Barrel business conundrums
I was extremely interested and intrigued by the Star letter
'The wrong barrel' in the May edition of TCM. In the late
1950s, I worked at the research labs of The British Aluminium Company, who were collaborating with the Hillman car company in an attempt to produce a hyper-eutectic silicon alloy, for a new all aluminium engine, to be used in a rearengined car, which was to become the Hillman Imp.
I recall trying to produce tensile testing specimens from various formulations of the alloy, but it was extremely difficult to machine. It was almost impossible to produce the smooth surface necessary for tensile testing specimens with the HSS tools then available and these required frequent sharpening.
The problems with machining and excessive tool wear had to wait another 10years or so until Chevrolet were able to develop an all-aluminium block, which utilised electrochemical etching and metal plating of the bores.
Hillman must have thought that an all-aluminium block would both reduce production costs and make it possible to have smaller clearances between piston and block, because of reduced differential expansion. Heat dissipation would also be improved. An alloy block would also be lighter, which would be an advantage with a rear engined car.
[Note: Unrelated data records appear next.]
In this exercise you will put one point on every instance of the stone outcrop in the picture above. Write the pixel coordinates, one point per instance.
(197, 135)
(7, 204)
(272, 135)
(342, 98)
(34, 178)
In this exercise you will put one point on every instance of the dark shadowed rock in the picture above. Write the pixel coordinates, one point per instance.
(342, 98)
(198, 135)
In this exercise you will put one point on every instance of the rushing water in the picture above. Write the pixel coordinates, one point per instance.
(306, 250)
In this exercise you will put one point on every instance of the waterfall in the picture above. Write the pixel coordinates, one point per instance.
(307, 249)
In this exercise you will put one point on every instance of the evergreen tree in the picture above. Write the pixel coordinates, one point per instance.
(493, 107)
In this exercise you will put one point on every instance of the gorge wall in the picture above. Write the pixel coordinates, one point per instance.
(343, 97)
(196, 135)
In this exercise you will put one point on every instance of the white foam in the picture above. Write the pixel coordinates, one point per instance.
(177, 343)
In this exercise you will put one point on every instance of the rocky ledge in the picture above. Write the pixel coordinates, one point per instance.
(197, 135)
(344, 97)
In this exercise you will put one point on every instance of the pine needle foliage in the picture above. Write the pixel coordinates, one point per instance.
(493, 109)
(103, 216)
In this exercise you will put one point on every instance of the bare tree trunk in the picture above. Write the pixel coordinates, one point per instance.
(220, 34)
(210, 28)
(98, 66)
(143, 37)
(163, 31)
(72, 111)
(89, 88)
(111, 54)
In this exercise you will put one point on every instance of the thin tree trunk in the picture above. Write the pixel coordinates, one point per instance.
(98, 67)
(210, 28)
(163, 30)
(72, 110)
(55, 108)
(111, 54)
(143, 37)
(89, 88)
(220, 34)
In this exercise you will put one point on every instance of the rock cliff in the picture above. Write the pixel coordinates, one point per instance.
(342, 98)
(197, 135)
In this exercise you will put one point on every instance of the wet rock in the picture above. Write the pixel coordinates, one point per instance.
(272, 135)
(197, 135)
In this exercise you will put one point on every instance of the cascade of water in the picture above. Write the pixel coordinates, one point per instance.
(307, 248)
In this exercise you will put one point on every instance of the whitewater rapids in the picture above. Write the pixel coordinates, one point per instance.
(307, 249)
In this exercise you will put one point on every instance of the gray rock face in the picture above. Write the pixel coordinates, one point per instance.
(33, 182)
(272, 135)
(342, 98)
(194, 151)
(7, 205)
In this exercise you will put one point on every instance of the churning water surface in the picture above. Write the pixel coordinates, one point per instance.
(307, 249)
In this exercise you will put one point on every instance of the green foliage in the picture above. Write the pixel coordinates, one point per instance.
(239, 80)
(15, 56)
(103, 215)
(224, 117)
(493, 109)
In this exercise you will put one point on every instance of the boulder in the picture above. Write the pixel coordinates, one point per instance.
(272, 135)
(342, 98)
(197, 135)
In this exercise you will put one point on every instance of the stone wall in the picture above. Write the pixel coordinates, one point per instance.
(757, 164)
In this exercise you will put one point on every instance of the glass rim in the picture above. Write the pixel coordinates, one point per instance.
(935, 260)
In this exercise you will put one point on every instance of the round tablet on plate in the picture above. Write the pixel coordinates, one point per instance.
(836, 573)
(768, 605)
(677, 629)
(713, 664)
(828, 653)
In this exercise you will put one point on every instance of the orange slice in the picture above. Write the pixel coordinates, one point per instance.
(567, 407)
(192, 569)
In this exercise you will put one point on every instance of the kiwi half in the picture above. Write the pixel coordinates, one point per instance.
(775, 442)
Hillman went on to manufacture firstly a block with a dry liner, then a wet linered version, which permitted enlargement from 850cc to 998cc. The wet linered block would of course require precise machining for the liners to seat correctly on their seals. The dry linered engine, similar in principle to that used by many motorcycle manufacturers, should not be confused with the Al-fin barrel, which was perfected by the Ranger division of the Fairchild Engine and Aircraft Co. in 1944 and used in high performance air-cooled engines. The British licensee of this process were Welworthy Ltd. of Lymington.
The Al-fin barrel involved some clever metallurgy with the outside of the barrel receiving a special coating, which permitted the aluminium and cast iron to bond together, rather than be just a very tight fit, as it is in most 'alloy' engines.
There seem to be some unanswered questions about these cylinder barrels. What form did the flaw in the second barrel take? And was the billet used for the 'machined from solid' barrel made from the same alloy? What alloy was the piston?
Casting a third barrel should not have proved to be excessively expensive, as the cost is in the pattern making. When we are eventually able to move freely, I hope I will be permitted to visit the Cross museum at Bath to investigate these questions.